Even if they don’t represent the heaviest financial cost, these are the problems that are causing your staff the most distress and are likely having a detrimental effect on staff morale and your company culture. An employee who can’t do their job properly due to a broken system is not a happy one. According to PayScale, 27% of employees leave their current job for an opportunity to do more meaningful work elsewhere.
3. Which processes do your competitors seem to be getting right?
You just know they’ll be talking about their iron-clad compliance and rapidly declining NCR rates in tenders, making everyone else look old-fashioned and out of date by comparison. In fact, they don’t even need to be getting it right; they just need to be getting it less wrong than you.
4. Which are the ones your staff are talking about?
Speak to your team in order to find out what your competition is getting right. Staff who have worked for, or alongside their counterparts on-site, in previous roles, joint ventures or sub-contracting arrangements will have plenty of tech envy, and will be ready to tell you where you’re missing the mark. And listen well; after all, these are the competitors who will eventually poach all your best people.
5. Which processes and factors might be losing you work?
Think about your safety and quality compliance workflows and how they, or your track record in executing them, might have an impact on how you score in tender bids. Large contracts, especially in the public sector, come with stringent demands where safety and quality are concerned, not to mention the move toward carbon neutrality. If your competitors are already fully digital, they’re probably scoring comparatively high in all these areas.
6. Which processes have historically resulted in NCRs, litigation, insurance claims or injuries?
While serious negative outcomes might be few and far between, their impact on a business can be deep and far-reaching, either due to heavy financial penalties, or the lingering reputational damage that inevitably follows. These penalties can range from relatively easy to quantify (fines and legal costs) to extremely difficult (opportunities lost due to a company’s soiled reputation), but even a high-level estimate should highlight a few key areas of concern.
Once you’ve answered these questions, it’s a case of getting buy-in from senior management to invest in digitisation, which can be a challenge. You’ll need to look at potential solutions and assess which one is the best fit for your business, in terms of capabilities and cost. Then a strong business case should be composed to present to whoever holds the purse strings. This should take into consideration which processes you’ll look at digitising first and how much you should consider investing in each one to maximise return on investment.

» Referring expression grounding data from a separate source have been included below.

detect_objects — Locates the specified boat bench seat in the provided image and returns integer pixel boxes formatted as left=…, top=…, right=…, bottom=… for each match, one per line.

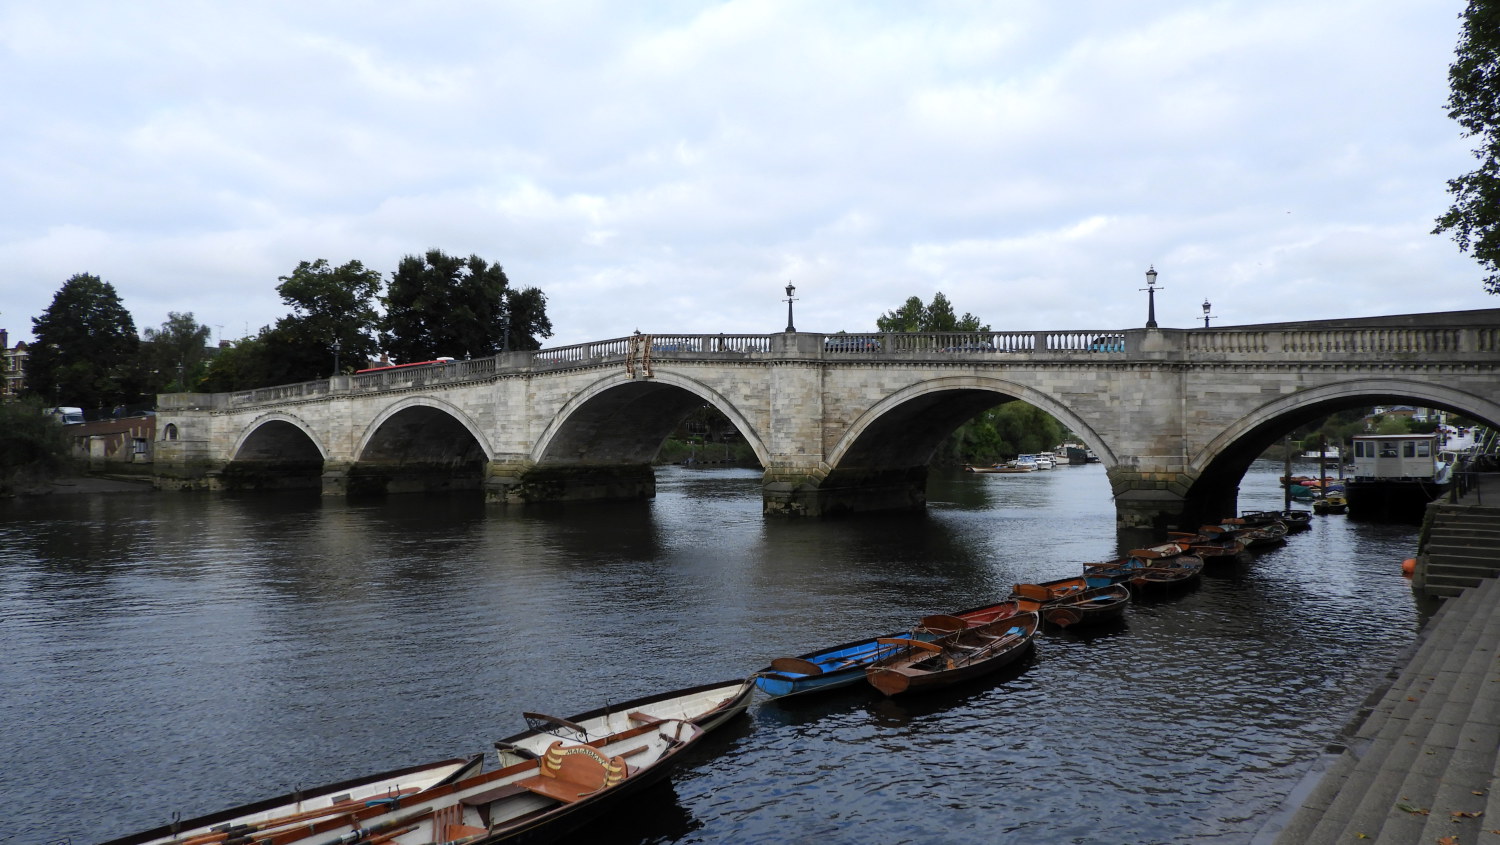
left=511, top=741, right=627, bottom=805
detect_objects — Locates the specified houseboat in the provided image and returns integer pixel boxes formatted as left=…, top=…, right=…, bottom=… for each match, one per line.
left=1344, top=434, right=1452, bottom=522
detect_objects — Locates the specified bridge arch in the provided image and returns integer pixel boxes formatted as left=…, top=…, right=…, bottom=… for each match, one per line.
left=827, top=375, right=1116, bottom=472
left=531, top=372, right=770, bottom=467
left=355, top=396, right=496, bottom=462
left=1198, top=377, right=1500, bottom=469
left=221, top=412, right=329, bottom=491
left=231, top=412, right=329, bottom=461
left=346, top=397, right=495, bottom=495
left=1178, top=377, right=1500, bottom=525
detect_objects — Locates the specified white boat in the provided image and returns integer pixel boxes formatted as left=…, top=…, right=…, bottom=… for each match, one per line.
left=493, top=677, right=754, bottom=766
left=100, top=756, right=485, bottom=845
left=1008, top=455, right=1040, bottom=471
left=1345, top=434, right=1453, bottom=522
left=104, top=679, right=753, bottom=845
left=1032, top=453, right=1055, bottom=470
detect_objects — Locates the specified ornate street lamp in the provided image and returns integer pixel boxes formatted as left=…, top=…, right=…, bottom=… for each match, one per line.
left=332, top=338, right=341, bottom=376
left=1201, top=298, right=1213, bottom=329
left=1140, top=265, right=1162, bottom=328
left=784, top=282, right=797, bottom=333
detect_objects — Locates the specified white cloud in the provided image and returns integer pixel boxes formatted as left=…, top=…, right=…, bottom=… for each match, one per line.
left=0, top=0, right=1491, bottom=351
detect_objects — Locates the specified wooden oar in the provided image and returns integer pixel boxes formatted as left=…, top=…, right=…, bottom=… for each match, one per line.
left=171, top=794, right=415, bottom=845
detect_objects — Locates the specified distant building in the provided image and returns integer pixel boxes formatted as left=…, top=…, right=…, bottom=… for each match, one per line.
left=1, top=329, right=27, bottom=402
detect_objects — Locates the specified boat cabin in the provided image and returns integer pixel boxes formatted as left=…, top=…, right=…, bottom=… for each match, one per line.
left=1350, top=434, right=1448, bottom=482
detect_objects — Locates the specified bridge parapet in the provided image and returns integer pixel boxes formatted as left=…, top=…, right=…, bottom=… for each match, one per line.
left=1183, top=325, right=1500, bottom=359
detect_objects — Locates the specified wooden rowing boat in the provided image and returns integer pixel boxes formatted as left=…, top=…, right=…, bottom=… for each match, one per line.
left=493, top=677, right=755, bottom=767
left=259, top=718, right=706, bottom=845
left=1009, top=578, right=1130, bottom=628
left=1125, top=554, right=1204, bottom=593
left=1239, top=521, right=1289, bottom=549
left=865, top=612, right=1039, bottom=696
left=98, top=756, right=485, bottom=845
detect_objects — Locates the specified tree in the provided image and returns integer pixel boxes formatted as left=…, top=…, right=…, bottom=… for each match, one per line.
left=1434, top=0, right=1500, bottom=294
left=872, top=292, right=1063, bottom=465
left=266, top=259, right=384, bottom=381
left=26, top=273, right=141, bottom=409
left=382, top=249, right=553, bottom=362
left=876, top=292, right=989, bottom=333
left=143, top=312, right=213, bottom=394
left=198, top=332, right=278, bottom=393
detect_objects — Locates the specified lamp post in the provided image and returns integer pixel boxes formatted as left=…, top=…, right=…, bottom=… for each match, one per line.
left=1140, top=265, right=1162, bottom=328
left=1201, top=298, right=1213, bottom=329
left=784, top=282, right=797, bottom=333
left=331, top=338, right=341, bottom=377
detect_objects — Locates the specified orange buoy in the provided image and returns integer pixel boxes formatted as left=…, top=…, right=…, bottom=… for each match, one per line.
left=1401, top=558, right=1416, bottom=577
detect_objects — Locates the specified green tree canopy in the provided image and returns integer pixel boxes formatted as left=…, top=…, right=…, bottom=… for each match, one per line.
left=26, top=273, right=141, bottom=409
left=264, top=258, right=384, bottom=381
left=381, top=249, right=553, bottom=362
left=143, top=312, right=213, bottom=393
left=876, top=292, right=990, bottom=333
left=1434, top=0, right=1500, bottom=294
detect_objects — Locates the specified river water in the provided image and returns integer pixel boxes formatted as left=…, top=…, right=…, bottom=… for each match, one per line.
left=0, top=461, right=1428, bottom=845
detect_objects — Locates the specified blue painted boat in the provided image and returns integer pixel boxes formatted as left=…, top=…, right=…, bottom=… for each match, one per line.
left=755, top=634, right=916, bottom=698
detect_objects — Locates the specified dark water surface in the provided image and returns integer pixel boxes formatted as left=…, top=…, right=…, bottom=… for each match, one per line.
left=0, top=462, right=1427, bottom=844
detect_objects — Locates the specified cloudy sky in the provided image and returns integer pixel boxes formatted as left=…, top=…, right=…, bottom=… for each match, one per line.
left=1, top=1, right=1494, bottom=349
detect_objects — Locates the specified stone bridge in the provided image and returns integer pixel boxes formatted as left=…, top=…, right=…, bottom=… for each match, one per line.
left=154, top=309, right=1500, bottom=529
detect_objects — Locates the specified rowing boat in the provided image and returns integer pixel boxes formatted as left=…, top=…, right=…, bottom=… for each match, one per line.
left=754, top=633, right=917, bottom=698
left=1009, top=578, right=1130, bottom=628
left=866, top=612, right=1039, bottom=696
left=99, top=756, right=485, bottom=845
left=259, top=719, right=705, bottom=845
left=493, top=677, right=755, bottom=766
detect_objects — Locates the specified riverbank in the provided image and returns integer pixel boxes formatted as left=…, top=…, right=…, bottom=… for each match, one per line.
left=2, top=471, right=156, bottom=497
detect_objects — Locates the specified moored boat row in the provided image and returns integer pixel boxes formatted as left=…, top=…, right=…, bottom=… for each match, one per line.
left=104, top=505, right=1317, bottom=845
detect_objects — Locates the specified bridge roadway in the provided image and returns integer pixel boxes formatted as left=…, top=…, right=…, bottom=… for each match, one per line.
left=154, top=309, right=1500, bottom=529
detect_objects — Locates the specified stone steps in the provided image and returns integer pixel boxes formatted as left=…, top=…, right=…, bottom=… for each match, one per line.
left=1271, top=578, right=1500, bottom=844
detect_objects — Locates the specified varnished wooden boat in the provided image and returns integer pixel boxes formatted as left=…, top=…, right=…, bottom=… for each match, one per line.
left=493, top=677, right=755, bottom=766
left=98, top=756, right=485, bottom=845
left=1009, top=578, right=1130, bottom=628
left=1239, top=521, right=1289, bottom=549
left=1167, top=528, right=1247, bottom=559
left=1125, top=554, right=1204, bottom=593
left=866, top=612, right=1039, bottom=696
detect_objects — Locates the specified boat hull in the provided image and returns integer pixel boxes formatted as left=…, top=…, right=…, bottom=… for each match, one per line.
left=866, top=613, right=1039, bottom=696
left=494, top=678, right=755, bottom=766
left=1344, top=478, right=1448, bottom=522
left=98, top=756, right=485, bottom=845
left=755, top=634, right=914, bottom=698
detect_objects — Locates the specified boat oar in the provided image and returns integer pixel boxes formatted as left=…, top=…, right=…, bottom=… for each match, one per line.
left=172, top=792, right=421, bottom=845
left=302, top=805, right=439, bottom=845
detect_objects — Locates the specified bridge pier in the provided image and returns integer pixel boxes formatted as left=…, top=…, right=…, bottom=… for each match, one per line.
left=483, top=461, right=656, bottom=504
left=762, top=466, right=927, bottom=517
left=1108, top=466, right=1205, bottom=531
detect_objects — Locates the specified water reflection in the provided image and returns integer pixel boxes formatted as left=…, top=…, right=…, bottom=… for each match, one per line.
left=0, top=460, right=1427, bottom=845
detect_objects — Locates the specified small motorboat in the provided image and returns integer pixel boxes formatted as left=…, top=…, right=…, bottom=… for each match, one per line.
left=1312, top=494, right=1349, bottom=515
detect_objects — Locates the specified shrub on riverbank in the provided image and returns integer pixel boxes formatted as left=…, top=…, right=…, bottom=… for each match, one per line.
left=0, top=398, right=72, bottom=495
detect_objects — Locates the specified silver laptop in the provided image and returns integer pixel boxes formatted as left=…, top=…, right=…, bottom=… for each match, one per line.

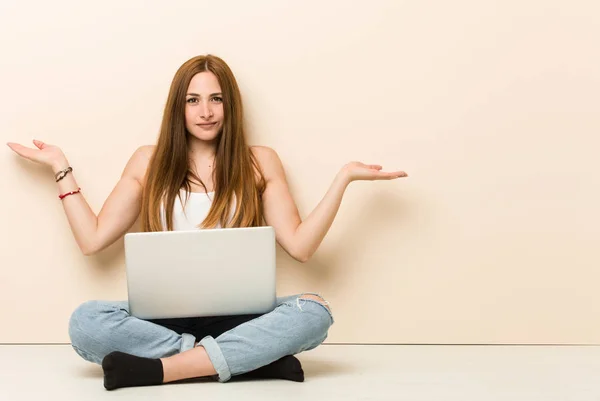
left=124, top=226, right=277, bottom=320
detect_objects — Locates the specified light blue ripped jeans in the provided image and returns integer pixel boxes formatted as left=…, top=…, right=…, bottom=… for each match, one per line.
left=68, top=293, right=333, bottom=382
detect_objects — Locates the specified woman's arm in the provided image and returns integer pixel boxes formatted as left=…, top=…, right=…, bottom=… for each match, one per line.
left=7, top=140, right=153, bottom=255
left=254, top=146, right=407, bottom=263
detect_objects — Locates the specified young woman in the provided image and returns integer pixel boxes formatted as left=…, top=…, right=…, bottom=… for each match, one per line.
left=7, top=55, right=407, bottom=390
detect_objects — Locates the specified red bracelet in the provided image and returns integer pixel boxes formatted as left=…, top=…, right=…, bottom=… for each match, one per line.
left=59, top=187, right=81, bottom=200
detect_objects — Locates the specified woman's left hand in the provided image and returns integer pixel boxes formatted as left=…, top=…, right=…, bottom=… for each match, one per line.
left=341, top=161, right=408, bottom=183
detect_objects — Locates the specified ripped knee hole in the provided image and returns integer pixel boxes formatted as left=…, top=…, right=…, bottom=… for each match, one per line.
left=297, top=294, right=332, bottom=313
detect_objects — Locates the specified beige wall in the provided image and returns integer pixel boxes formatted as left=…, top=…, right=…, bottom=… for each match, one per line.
left=1, top=0, right=599, bottom=344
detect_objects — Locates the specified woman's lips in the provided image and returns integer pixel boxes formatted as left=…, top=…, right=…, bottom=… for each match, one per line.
left=196, top=122, right=217, bottom=129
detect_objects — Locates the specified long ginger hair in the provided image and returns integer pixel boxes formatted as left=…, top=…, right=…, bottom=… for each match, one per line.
left=140, top=55, right=265, bottom=231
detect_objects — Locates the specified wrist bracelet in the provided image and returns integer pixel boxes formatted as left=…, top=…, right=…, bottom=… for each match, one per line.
left=59, top=187, right=81, bottom=200
left=55, top=166, right=73, bottom=182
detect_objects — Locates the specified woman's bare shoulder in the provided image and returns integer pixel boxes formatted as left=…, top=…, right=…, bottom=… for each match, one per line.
left=250, top=145, right=280, bottom=164
left=250, top=145, right=285, bottom=182
left=123, top=145, right=156, bottom=183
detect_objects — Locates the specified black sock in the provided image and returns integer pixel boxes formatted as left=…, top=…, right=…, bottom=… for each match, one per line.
left=102, top=351, right=304, bottom=390
left=102, top=351, right=164, bottom=390
left=240, top=355, right=304, bottom=382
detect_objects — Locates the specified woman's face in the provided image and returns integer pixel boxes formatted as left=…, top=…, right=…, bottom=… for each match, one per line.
left=185, top=72, right=224, bottom=142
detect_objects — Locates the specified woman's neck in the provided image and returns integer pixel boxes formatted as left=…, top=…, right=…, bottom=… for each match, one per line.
left=187, top=136, right=217, bottom=166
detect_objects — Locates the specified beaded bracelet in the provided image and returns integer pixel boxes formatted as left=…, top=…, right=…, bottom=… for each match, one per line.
left=59, top=187, right=81, bottom=200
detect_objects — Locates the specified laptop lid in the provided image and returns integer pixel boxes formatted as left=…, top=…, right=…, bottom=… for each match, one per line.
left=124, top=226, right=277, bottom=319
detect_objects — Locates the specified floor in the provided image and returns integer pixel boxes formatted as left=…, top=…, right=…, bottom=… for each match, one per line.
left=1, top=344, right=599, bottom=400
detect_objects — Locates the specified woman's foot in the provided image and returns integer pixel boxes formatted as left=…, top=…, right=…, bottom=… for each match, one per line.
left=240, top=355, right=304, bottom=382
left=102, top=351, right=304, bottom=390
left=102, top=352, right=163, bottom=390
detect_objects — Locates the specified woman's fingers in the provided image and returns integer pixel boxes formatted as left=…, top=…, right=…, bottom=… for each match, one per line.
left=377, top=170, right=408, bottom=179
left=33, top=139, right=46, bottom=149
left=7, top=142, right=39, bottom=161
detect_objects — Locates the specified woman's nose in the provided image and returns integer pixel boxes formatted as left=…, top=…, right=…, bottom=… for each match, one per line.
left=198, top=102, right=213, bottom=120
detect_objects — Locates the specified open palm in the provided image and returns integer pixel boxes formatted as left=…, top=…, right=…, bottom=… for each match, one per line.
left=343, top=161, right=407, bottom=182
left=7, top=140, right=66, bottom=168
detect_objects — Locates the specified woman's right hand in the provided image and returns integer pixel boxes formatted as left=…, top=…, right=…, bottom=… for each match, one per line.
left=7, top=139, right=69, bottom=172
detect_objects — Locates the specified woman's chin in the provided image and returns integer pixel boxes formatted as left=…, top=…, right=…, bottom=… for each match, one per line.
left=187, top=131, right=221, bottom=143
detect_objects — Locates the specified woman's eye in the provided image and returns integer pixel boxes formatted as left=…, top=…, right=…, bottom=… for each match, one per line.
left=211, top=97, right=223, bottom=103
left=186, top=98, right=198, bottom=103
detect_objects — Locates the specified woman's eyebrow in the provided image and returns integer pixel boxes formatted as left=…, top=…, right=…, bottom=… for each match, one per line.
left=186, top=92, right=223, bottom=97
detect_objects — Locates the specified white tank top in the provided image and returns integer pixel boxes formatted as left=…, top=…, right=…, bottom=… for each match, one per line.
left=160, top=190, right=235, bottom=231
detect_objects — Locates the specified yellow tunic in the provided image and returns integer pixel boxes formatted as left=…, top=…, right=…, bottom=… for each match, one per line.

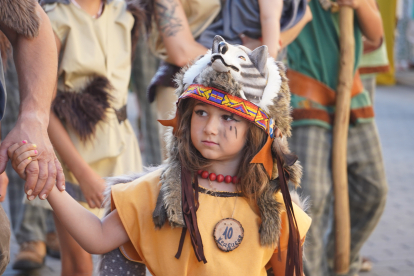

Although a business digital transformation can seem to be a daunting prospect, it’s easier to implement than you would think. With the right tools and guidance, a business can be changed for the better and safeguarded for the future. From attracting new employees to improving safety and efficiency of your processes, technology holds the key to solving your problems.
As a business, you must constantly be looking at your competition and assessing whether or not you’re staying relevant within your industry. Paper and manual processes are outdated; hanging on to them simply because they have worked fine for you up until now won’t cut it. Rail and construction businesses especially need to be thinking long-term about their continued success and how this can be sustained.